Thursday, March 15, 2007

March 10th article in UW student newspaper, The Badger Herald

Madison rallies for 'Free Tibet'
by Peter Sielski
Monday, March 12, 2007

With chants of “China out of Tibet” and “No Olympics for China,” approximately 250 Free Tibet supporters rallied on State Street Saturday morning to protest the Chinese occupation of Tibet.

The rally was part of globally recognized Tibetan Uprising Day, commemorating March 10, 1959, when more than 100,000 Tibetans gave their lives in a peaceful, non-violent uprising against China’s invasion of Tibet.

Rallies like the one in Madison occurred all over the world Saturday, according to Wisconsin Tibetan Association member Sherab Lhatsang.

Tom Boman, a member of Madison’s chapter of Students for a Free Tibet, said this year’s demonstration was two-fold.

“One, we are hoping to introduce the 2008 Olympics campaign in Beijing, where there will be a series of protests,” Boman said. “The other [aspect] is to revitalize the movement as people have gotten comfortable with themselves — so we are trying to get them active again.”

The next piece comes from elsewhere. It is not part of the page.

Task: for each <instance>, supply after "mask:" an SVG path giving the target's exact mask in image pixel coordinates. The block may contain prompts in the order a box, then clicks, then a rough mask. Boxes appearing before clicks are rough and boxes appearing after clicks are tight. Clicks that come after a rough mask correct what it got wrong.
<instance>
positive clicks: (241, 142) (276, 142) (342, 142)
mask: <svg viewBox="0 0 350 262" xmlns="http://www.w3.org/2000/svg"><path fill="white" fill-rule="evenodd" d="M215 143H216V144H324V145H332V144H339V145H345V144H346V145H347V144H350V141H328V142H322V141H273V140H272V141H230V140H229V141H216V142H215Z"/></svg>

In addition to Madison’s SFT, members of WTA participated in the rally. Both groups said the rally was an effort to raise public awareness and push for a boycott of the 2008 Beijing Olympics.

“We want to show that we will fight for our country to preserve our culture and preserve our traditions, which were destroyed by the Chinese,” WTA President Tenzing Lobsang said. “China is the worst country in the world regarding human rights, and all democratic, freedom-loving countries should boycott the Olympics given that.”

According to Asius Vangio, a member of Madison’s SFT, Saturday’s event was a success.

“With his Holiness the Dalai Lama coming here in May, I think that this is going to draw a lot of attention to SFT and the Tibetan community in Madison in general,” Vangio said.

After marching down State Street, the demonstrators went to the state Capitol to hear from a variety of speakers, including Madison Democratic state representatives Spencer Black and Joe Parisi — both of whom helped pass a resolution labeling March 10 as Wisconsin Tibet Day.

“We are looking for a free Tibet for Tibetan people to have the right to preserve their heritage and worship as they wish on their own land,” Parisi said.

Other speakers included two University of Wisconsin students — Tenzin Dhanze and Tenzin Woeser — as well as Vangio and longtime Tibetan supporter Chris Hall.

While he acknowledged a boycott of the Olympics in China is not likely, Dhanze said it would probably be more successful to get individual athletes to refuse to compete.

According to WTA Secretary Dechen Choedon, the protesters, more than 90 percent of whom were American citizens, chose to show their American pride by carrying a United States flag and singing “The Star-Spangled Banner.”

“Now we are a part of the U.S.,” Choedon said. “It is our way of honoring and respecting the nation in our own way.”

Since March 10 landed on a Saturday, many younger supporters were able to attend, which WTA and SFT said was important and encouraging for their purpose.

“It gives us a lot of hope that the second generation is actually carrying our struggle,” Lhatsang said. “[The struggle] is not going to end — they are going to carry that forward as long as Tibet is not free, which is inspirational to us as well.”

According to Lhatsang, the main issues facing the Tibetan people include a lack of freedoms, a poor school system and brothels. Lhatsang added — with a large influx of Chinese people — Tibetans are slowly becoming a minority in their own land.

“[Tibetans] who try to bring their children into India to Tibetan schools can be prosecuted,” Lhatsang said. “Even if you have a picture of His Holiness the Dalai Lama, you can be locked up for 10 to 20 years.”